Ironbark says Citronen project in Greenland needs $514m


Australia's Ironbark Zinc has announced that around $514m is required to fund the development of its Citronen project in Greenland, based on the outcome of an updated feasibility study.  

The 3.3Mtpa project is expected to produce up to 200,000tpa zinc metal and has projected revenue of $6.3bn over a mine life of 14 years.

It comprises an exploitation licence 2016/30 (Mining Permit), which was granted by the Greenland Government in December last year for a period of 30 years.

According to the feasibility study, the project has a net present value (NPV) of $1.03bn and an internal rate of return (IRR) of 36%.

"One of the project’s most exciting aspects remains its exceptional exploration potential with identified mineralisation remaining open in almost every direction."

Ironbark Zinc managing director Jonathan Downes said: "The Citronen project shows a highly profitable base metal development potential of global significance. 

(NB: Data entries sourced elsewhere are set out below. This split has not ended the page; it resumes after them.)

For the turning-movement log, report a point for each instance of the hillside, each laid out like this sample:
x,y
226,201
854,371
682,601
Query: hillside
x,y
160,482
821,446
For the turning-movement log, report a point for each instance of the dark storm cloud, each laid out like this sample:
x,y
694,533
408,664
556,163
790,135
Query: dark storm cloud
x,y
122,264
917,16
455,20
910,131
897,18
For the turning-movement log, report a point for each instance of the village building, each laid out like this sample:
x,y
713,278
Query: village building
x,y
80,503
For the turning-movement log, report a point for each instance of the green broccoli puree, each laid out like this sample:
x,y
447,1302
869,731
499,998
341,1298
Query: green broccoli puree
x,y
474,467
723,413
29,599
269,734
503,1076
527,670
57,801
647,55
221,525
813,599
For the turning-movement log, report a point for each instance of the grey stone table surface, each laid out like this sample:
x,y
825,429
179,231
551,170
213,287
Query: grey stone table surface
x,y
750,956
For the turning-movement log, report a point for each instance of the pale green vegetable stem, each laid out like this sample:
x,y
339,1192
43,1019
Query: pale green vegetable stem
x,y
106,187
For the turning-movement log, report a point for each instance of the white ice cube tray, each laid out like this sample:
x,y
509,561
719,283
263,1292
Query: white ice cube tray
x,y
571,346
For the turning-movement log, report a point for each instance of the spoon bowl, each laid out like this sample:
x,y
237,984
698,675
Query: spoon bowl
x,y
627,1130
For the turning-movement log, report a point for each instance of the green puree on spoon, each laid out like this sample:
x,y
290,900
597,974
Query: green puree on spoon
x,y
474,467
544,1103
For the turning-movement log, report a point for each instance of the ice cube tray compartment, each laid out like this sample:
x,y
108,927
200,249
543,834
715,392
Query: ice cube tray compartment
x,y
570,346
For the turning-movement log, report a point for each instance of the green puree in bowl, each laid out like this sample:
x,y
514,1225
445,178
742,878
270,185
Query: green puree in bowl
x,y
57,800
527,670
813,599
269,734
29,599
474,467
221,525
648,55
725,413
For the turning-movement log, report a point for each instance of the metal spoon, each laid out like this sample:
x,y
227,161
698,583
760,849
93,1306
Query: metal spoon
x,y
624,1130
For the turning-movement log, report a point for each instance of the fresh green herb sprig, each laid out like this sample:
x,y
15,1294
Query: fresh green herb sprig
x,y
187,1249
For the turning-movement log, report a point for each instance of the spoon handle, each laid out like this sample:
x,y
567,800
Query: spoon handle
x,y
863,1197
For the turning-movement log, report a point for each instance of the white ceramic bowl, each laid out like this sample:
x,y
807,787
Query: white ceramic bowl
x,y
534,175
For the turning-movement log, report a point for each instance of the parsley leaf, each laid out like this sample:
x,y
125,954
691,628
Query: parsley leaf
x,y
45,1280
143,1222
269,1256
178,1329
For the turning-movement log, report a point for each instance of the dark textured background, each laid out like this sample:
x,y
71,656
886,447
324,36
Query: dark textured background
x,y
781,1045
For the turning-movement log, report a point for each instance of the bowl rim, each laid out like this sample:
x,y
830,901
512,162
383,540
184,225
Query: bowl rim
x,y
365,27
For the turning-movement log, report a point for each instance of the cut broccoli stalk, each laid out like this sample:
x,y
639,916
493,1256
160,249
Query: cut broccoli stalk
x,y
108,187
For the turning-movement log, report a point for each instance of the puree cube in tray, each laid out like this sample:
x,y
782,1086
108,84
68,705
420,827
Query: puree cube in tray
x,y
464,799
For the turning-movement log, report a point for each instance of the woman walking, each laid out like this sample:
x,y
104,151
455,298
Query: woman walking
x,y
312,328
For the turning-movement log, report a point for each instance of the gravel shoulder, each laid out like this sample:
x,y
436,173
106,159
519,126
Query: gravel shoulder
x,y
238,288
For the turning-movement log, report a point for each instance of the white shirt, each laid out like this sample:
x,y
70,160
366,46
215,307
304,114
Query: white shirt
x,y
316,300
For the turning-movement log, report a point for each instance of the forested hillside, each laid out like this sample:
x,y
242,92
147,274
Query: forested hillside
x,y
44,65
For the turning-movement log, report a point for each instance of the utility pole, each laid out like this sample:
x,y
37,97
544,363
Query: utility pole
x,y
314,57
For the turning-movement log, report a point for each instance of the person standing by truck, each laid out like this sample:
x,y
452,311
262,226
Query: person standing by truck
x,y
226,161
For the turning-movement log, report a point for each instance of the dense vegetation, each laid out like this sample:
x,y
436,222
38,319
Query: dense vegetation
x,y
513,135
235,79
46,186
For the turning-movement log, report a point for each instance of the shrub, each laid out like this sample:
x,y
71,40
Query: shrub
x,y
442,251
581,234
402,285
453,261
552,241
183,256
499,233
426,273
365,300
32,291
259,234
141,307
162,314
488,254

"Citronen’s mine life of at least 14 years is defined only by the limits of drilling to date. As such, one of the project’s most exciting aspects remains its exceptional exploration potential with identified mineralisation remaining open in almost every direction." 

The project is an underground room and pillar mining operation, concentrating the ore through dense media separation (DMS) and flotation techniques in order to produce separate zinc and lead concentrates.

To date, the company’s drilling programme at the site has covered more than 66,000m and 166 diamond holes.

Under the existing memorandum of understanding (MoU), Ironbark is working with China Nonferrous to deliver an engineering, procurement and construction (EPC) fixed-price contract, as well as assist in project financing.